Google didn’t divulge much about the workflow requirements for serving a Real-Time Ad, but Walpert Levy said it’s the same process for an ad campaign that’s running across AdWords or Google Display Network, except the content is typically “pre-planned” and inserted dynamically.
Other beta testers will tap preexisting assets – a voluminous library of video on-demand content in the case of Comcast – to time video ads sequentially to the Oscars’ award show.
YouTube is also touting itself as the primary video destination for the biggest live sports event of them all: the Super Bowl.
It will aggregate all Super Bowl video ads into one central location/program called YouTube AdBlitz, allowing consumers to discuss and vote on ads. It’s telling marketers that ads running against AdBlitz video content generate four times higher watch time than non-AdBlitz program content.
“We’re now seeing a whole Super Bowl cycle,” Walpert Levy claimed. “We’re seeing demand earlier and earlier and marketers looking to build buzz through video teasers before the spot even runs.”

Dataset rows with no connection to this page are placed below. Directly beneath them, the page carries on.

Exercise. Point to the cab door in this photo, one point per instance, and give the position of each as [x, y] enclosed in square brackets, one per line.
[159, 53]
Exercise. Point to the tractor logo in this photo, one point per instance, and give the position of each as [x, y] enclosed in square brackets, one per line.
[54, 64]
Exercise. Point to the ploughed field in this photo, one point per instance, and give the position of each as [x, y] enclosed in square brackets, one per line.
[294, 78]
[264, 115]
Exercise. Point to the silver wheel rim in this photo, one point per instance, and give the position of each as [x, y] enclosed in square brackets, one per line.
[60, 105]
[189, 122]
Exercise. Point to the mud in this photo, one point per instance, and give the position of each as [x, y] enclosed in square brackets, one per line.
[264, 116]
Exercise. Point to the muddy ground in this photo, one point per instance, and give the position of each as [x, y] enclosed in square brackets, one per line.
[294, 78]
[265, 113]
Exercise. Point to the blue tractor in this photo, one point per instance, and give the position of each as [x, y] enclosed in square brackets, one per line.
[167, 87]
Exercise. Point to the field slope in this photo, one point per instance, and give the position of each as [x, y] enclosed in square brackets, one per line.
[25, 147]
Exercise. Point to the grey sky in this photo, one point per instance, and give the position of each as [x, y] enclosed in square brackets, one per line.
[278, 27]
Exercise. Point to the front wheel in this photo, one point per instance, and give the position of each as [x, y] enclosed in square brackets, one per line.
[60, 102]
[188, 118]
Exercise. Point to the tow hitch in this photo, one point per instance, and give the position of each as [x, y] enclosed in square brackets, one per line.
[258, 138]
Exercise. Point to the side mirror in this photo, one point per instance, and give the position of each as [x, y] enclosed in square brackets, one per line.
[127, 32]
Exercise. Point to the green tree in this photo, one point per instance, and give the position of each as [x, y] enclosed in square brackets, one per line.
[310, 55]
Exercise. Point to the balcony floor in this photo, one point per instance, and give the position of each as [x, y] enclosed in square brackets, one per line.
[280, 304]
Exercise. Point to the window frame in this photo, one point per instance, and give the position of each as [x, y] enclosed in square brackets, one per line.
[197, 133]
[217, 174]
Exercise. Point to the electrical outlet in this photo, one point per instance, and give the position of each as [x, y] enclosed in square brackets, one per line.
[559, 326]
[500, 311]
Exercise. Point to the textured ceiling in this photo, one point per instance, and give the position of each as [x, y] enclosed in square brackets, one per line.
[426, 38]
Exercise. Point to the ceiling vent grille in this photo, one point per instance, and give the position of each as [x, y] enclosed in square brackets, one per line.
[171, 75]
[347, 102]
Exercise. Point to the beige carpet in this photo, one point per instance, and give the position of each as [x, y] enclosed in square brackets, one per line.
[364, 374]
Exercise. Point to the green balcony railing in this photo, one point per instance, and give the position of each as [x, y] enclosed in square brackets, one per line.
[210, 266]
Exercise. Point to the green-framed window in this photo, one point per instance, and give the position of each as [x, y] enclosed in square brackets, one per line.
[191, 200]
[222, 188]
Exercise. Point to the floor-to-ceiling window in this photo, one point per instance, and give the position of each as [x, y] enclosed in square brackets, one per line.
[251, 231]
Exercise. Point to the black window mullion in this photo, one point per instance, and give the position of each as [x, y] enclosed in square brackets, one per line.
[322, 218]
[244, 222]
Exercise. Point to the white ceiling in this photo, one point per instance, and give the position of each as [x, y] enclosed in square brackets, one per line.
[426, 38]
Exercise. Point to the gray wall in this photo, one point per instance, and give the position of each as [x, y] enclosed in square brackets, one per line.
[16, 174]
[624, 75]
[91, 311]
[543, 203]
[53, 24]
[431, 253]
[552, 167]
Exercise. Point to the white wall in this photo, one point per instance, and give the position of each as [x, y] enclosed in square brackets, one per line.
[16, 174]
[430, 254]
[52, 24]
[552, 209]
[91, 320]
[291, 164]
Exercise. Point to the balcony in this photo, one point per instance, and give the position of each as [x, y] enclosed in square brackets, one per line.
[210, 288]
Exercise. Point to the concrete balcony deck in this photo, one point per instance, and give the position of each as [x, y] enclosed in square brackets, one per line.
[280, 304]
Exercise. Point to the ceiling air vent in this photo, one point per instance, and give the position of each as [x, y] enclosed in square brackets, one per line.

YouTube claims consumers viewed Super Bowl video ads more than 300,000 times on its platform during last year’s game day. It also shared Pixability data that found advertisers got 2.2 times the number of views and 3.1 times the number shares when ads were published pre-game.
“This data tells us pre-releasing content is more effective,” Walpert Levy added, “and people’s content consumption patterns have changed.”
Real-Time Ads are presently in beta and will roll out more widely at the end of the year.